La donna con la croce
Una donna si appropria della croce! Siamo nella città macedone di Štip. Petrunya, 32 anni, laureata in Storia, disoccupata, si lancia istintivamente nel gelido fiume in cui il pope (il barbuto parroco della Chiesa ortodossa locale) ha gettato una piccola croce di legno. È l’usanza liturgica della processione d’Epifania: chi ripesca l’icona godrà buona sorte per un intero anno. Giovani maschi aitanti, vigorosi ed eccitati come a una gara sportiva, si tuffano nelle acque, ma è lei, Petrunya, ad avere la meglio.

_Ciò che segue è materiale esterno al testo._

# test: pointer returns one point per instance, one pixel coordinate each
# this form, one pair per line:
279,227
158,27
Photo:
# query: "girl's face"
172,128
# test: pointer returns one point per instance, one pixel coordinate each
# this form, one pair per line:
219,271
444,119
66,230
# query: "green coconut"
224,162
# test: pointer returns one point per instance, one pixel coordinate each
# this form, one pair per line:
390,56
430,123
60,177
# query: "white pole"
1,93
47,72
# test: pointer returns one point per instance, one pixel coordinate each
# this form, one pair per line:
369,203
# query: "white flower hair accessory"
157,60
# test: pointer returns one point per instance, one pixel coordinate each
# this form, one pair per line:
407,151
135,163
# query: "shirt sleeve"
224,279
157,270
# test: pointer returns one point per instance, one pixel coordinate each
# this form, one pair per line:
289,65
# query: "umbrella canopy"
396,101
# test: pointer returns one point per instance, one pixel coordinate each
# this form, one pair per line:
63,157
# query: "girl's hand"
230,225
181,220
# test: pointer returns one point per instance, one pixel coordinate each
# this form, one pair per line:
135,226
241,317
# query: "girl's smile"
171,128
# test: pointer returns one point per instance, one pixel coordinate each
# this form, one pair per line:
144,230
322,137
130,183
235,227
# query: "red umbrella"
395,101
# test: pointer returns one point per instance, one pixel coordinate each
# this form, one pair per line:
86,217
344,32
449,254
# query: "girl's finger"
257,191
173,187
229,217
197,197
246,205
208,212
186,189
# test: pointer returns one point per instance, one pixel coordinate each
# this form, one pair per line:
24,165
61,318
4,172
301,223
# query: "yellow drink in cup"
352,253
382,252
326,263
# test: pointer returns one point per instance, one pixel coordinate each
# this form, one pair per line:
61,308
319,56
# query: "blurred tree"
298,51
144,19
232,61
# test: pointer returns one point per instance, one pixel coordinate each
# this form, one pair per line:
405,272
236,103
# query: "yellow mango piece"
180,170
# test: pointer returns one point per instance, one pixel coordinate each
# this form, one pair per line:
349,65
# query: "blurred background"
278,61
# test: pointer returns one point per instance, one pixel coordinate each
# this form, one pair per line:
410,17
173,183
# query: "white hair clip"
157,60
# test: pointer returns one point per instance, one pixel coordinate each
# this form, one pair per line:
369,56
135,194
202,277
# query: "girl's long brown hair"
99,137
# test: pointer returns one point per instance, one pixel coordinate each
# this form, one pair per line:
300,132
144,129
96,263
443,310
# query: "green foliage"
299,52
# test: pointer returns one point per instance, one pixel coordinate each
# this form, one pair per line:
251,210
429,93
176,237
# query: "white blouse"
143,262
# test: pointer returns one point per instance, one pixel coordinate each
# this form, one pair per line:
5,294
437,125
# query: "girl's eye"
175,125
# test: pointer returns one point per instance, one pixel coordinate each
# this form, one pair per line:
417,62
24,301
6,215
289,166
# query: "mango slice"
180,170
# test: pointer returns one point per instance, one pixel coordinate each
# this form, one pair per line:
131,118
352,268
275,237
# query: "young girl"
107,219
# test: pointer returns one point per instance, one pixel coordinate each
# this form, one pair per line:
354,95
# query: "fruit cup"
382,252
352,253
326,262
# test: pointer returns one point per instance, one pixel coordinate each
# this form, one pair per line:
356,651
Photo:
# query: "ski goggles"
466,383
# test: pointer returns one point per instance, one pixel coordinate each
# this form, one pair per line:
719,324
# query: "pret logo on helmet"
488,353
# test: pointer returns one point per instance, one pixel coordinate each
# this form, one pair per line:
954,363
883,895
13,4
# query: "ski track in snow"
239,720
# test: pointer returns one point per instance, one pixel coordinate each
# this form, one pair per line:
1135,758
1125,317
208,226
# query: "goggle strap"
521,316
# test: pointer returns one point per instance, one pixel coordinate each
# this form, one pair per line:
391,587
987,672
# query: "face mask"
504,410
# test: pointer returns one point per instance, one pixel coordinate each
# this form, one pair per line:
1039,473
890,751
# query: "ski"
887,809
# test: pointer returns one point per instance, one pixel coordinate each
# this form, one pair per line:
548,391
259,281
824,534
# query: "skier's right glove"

Ora la croce è sua. Ma qualcuno gliela vuole strappare di mano. Il cimento religioso è di solito riservato agli uomini. Si tratta di una convenzione tradizionale e non di una legge scritta o di una dottrina canonica. Perciò i fanatici contendenti, smaniosi del trofeo e avviliti dallo smacco clamoroso e ridicolo, insultano Petrunya: «Ci hai rubato la croce!». «Sei fuggita come una ladra!». Il pastore non sa che pesci pigliare; costantemente aggrappato al telefonino, non ha il coraggio di fronteggiare il branco, non vuol procurare grane all’arcivescovo e chiede alla donna di restituirgli semplicemente il trofeo, come se nulla fosse accaduto. La polizia, d’altra parte, non è interessata alla verità, ma all’ordine pubblico e usa il bastone e la carota per minacciare, ricattare o almeno persuadere chi ha introdotto un’innovazione paritaria, senza violare alcuna legge.
L’ignoranza, la cattiveria e il potere si coalizzano durante una notte di prigionia e condannano la vittima a un calvario di sequestro e di offese. Come nelle vie crucis dei nostri Sacri monti, una «giusta innocente» patisce nella carne sputi, spinte e provocazioni. Pochi sono invece coloro che mostrano pietà alla «crocefissa»: il papà malato, leale e comprensivo («Petrunya non può aver fatto nulla; è una brava ragazza, senza lavoro»); il giovane gendarme, che le offre una tuta asciutta per rivestirsi e accenna alla possibilità di rivederla; la coraggiosa giornalista, che si gioca il posto di lavoro pur di filmare tutta la vicenda («Non mollare, Petrunya!Sse non sei in arresto, non possono trattenerti in caserma»). È proprio la giornalista a portare lo scontro al livello teologico pertinente: finché non impareremo a nominare Dio al femminile, queste abiezioni continueranno a ripetersi.
Il gesto della protagonista è il simbolo di un’emancipazione esplosiva, che scuote ormai alle radici certe regole sociali maschiliste, che vigono tuttora nel mondo laico e religioso. Il corpo obeso, verginale e quasi infantile di Petrunya, appesantito da una soffocante presenza materna, logorato dalla povertà, irriso da volgari imprenditori neo-schiavisti, blandito da una vuota retorica pseudo-cristiana, ha uno scatto imprevisto: in quel tuffo c’è rabbia, orgoglio, desiderio di riconoscimento, fame materiale e morale, illusione superstiziosa. Ora basta vivere ai margini, starsene sotto le coperte a piluccare la solita sbobba! Basta fingere che le istituzioni provvedano alle tue esigenze. Basta mordersi la lingua quando il lessico della pornografia e del mercato ti trasforma in un manichino. Ora è il tempo di puntare ai simboli che contano, di reclamare il centro della vita, di prendersi quella giustizia che, in passato, sembrava blasfemo solo immaginare.
L’itinerario etico di Petrunya (che ha per lei stessa esiti imprevisti) non nasce da una devozione religiosa regolare, ma le fa lentamente percepire nella croce il simbolo affidabile di una lotta di liberazione. Con una croce in mano si può reclamare giustizia e pretendere cura per tutte le croci che i deboli hanno nel cuore. La trama attinge a una storia vera. «Petrunya è un esempio del potere che ha il cinema di cambiare le cose» ha dichiarato l’autrice. (Lo scorso 27 novembre il film Dio è donna e si chiama Petrunya ha vinto il premio LUX del Parlamento europeo).